Cassazione civile Sez. I sentenza n. 7692 del 31 marzo 2006

(2 massime)

(massima n. 1)

I versamenti operati dai soci in conto capitale (o con altra analoga dizione indicati), pur non incrementando immediatamente il capitale sociale, e pur non attribuendo alle relative somme la condizione giuridica propria del capitale (onde non occorre che siano conseguenti ad una specifica deliberazione assembleare di aumento dello stesso), hanno tuttavia una causa che, di norma, è diversa da quella del mutuo ed è assimilabile a quella del capitale di rischio. Essi, pertanto, non danno luogo a crediti esigibili nel corso della vita della società, e possono essere chiesti dai soci in restituzione solo per effetto dello scioglimento della società, e nei limiti dell'eventuale residuo attivo del bilancio di liquidazione. Ciò non esclude, tuttavia, che tra la società ed i soci possa viceversa essere convenuta l'erogazione di capitale di credito, anziché di rischio, e che i soci possano effettuare versamenti in favore della società a titolo di mutuo (con o senza interessi), riservandosi in tal modo il diritto alla restituzione anche durante la vita della società.
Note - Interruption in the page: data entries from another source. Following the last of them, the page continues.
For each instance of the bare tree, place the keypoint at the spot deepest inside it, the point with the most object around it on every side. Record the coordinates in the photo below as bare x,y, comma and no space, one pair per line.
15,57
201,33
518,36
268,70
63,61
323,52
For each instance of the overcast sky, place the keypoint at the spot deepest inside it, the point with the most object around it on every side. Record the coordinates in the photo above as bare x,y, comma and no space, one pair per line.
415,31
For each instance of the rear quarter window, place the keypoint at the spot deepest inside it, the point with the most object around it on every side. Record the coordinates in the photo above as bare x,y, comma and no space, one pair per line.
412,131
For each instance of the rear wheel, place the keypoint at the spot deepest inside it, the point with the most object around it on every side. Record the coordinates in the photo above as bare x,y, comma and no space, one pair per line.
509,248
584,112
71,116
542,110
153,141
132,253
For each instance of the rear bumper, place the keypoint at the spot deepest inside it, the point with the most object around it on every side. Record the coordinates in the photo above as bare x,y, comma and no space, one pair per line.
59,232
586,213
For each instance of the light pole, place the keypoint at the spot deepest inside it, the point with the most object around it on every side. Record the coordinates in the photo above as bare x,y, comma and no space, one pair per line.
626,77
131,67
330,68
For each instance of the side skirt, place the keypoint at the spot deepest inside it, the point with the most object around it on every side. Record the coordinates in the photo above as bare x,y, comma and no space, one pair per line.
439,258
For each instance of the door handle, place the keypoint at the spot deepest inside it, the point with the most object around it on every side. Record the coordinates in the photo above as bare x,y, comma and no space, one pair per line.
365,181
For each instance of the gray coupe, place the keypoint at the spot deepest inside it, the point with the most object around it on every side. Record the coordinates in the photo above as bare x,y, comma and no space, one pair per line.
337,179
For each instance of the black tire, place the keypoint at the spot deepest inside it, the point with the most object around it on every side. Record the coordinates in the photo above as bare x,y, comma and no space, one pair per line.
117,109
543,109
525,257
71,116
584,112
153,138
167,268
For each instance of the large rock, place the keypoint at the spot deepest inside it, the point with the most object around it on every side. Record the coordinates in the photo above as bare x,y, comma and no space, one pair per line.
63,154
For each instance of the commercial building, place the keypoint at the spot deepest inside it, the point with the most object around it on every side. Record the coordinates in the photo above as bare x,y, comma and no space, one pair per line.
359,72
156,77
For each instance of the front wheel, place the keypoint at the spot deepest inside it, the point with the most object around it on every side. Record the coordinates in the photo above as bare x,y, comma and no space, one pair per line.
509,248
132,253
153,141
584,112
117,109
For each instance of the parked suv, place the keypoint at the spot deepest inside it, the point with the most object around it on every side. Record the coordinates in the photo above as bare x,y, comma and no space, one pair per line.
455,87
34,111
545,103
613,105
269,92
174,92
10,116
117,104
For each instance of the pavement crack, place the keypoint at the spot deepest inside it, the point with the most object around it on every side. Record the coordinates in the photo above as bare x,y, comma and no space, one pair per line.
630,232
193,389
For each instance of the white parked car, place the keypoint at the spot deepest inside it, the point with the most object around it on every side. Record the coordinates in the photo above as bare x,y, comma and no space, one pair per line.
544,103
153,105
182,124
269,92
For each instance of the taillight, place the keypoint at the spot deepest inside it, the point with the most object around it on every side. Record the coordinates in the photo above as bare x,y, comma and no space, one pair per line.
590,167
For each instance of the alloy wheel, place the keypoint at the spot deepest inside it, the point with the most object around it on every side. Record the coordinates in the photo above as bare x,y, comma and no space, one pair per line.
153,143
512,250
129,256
Fermo restando che è a carico dell'attore l'onere di fornire la prova del titolo posto a fondamento della domanda, stabilire se, in concreto, un determinato versamento tragga origine da un mutuo, o se invece sia stato effettuato quale apporto del socio al patrimonio dell'impresa collettiva, è questione di interpretazione della volontà delle parti, riservata al giudice di merito, il cui apprezzamento non è censurabile in cassazione, se non per violazione delle norme giuridiche che disciplinano l'interpretazione della volontà negoziale o per eventuali carenze o vizi logici della motivazione che quell'accertamento sorregge.

(massima n. 2)

In tema di società, ai fini della ricostruzione dell'intento perseguito dai soci attraverso gli apporti finanziari effettuati in favore della società, il riferimento alla denominazione con cui gli stessi sono stati annotati nella contabilità sociale non è di per sé sufficiente, in difetto di più specifiche indicazioni circa la natura e le condizioni del finanziamento, per qualificare il conferimento come versamento in conto capitale, anziché a titolo di mutuo, stante anche la varietà e la relativa imprecisione che sovente caratterizzano tali denominazioni ed annotazioni contabili. Poiché, peraltro, i conferimenti in conto capitale concorrono a costituire una riserva di patrimonio netto, mentre i versamenti a titolo di mutuo vanno iscritti tra i debiti, la circostanza che nel bilancio della società, a suo tempo approvato dai soci, quei versamenti risultino collocati in una voce di debito, è certamente un elemento dal quale il giudice può trarre argomento per ricostruire la natura dell'operazione finanziaria, soprattutto qualora detta collocazione si accompagni a considerazioni ulteriori, desunte dal tenore di clausole statutarie o dalle finalità pratiche al cui perseguimento il finanziamento appare preordinato.